MDU’s 6-point plan to reform the clinical negligence system: a claimant lawyer’s response

29 November 2018

Last week the Medical Defence Union (MDU) unveiled a 6-point reform plan to save the NHS from spiralling medical negligence claims.  This trend has nothing to do with  deteriorating clinical standards and everything to do with recent legal market developments  the MDU believes.

Granted we are in an unusual environment at the moment with a negative discount rate producing unprecedented awards of damages. But kneejerk reactions should be avoided. The MDU’s  proposals are idealistic and unworkable. They would strike through decades of legal history and jeopardise the principle that claimants are entitled to full compensation for their injuries.  

My  view is that careful tweaking of the litigation system and a change of emphasis to promote early mediation would be wholly more effective.

Here's why:

  1. The MDU calls for the Law Reform Act 1948 to be amended to require claimants to have future care provided by the NHS rather than the private sector.  This debate is not new and the MDU's proposal is too simplistic.  Any claimant medical negligence lawyer experienced in dealing with catastrophic injury claims will attest that local NHS and Social Services provision is inadequate and inconsistent, rendering private provision essential in many cases.
  2. The MDU argues that personal injury defendants should be allowed to buy health and social care from public providers. If defendant insurers start a bidding war for limited state resources it would create exactly what the MDU argues against – a two tier system to the detriment of patients who have sustained injury by a non-negligent means.
  3. The MDU says the same care should be available to all patients with the same condition, however caused. They suggest an independent body sets standard packages of health and social care based on patients' reasonable needs. But who would form this independent body? And do we really want a checklist / bracket type approach rather than assessing individual needs from first hand clinical experience?
  4. The MDU calls for limitation laws  changes  to avoid claims being brought as long as "40 years after the event".  Although theoretically possible,  in fact such cases are  rare.
  5. The MDU wants future loss of earnings limited  to three times the national average annual wage (c£86,000 pa).  In practice this would have little impact.  Recent high value settlements approved by the Courts have involved child claimants with no track record of past income.  Net annual loss of earnings claims seldom approach the level referred to by the MDU.
  6. Finally, the MDU argues that there should be a personal injury discount rate that reflects the way damages are invested and spent. This is already what the Lord Chancellor will be required to do during his 5-yearly review  thanks to the Civil Liability Bill.

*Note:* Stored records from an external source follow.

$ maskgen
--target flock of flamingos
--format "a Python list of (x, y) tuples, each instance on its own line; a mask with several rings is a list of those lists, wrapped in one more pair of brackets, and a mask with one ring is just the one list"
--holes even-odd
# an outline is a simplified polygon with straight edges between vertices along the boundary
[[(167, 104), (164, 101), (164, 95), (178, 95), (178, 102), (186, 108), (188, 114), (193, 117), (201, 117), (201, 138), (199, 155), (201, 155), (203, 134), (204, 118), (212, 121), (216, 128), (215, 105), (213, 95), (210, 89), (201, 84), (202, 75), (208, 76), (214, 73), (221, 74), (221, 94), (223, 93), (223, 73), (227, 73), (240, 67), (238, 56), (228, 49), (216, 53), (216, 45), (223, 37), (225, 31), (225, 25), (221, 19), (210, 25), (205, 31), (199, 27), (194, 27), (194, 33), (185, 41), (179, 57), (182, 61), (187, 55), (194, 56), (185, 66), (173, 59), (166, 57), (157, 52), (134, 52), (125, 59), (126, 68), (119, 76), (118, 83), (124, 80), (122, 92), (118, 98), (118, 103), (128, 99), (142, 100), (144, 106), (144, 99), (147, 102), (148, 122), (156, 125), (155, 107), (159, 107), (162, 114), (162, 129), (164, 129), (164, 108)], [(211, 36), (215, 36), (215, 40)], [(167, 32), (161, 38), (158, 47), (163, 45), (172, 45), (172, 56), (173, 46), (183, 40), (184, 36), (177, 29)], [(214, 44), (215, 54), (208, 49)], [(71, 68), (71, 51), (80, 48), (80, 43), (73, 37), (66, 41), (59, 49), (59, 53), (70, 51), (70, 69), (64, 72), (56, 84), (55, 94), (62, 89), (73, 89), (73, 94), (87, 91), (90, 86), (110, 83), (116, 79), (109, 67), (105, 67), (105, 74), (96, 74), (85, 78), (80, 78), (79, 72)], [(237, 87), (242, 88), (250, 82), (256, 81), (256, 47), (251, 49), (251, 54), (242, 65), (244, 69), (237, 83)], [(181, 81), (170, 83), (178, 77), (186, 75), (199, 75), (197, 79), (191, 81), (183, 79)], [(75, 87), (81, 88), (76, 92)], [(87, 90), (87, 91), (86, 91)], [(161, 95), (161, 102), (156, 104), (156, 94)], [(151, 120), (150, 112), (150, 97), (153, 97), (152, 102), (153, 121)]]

In addition the MDU calls for a reduction in lawyers costs within the medical negligence system. Isn’t NHS Resolution already addressing this with its excellent work to promote mediation of negligence disputes?If parties can conclude claims early they avoid a lengthy, and expensive, litigation process which has such a draining effect on the public purse.

The bottom line is that there are two critical changes which will help stem the rising NHS negligence bill. The first is the NHS improving its learning from mistakes and the second is greater collaboration with claimants when mistakes do occur to allow for swifter case progression and resolution.  The rest is but window dressing and misses the wood for the trees.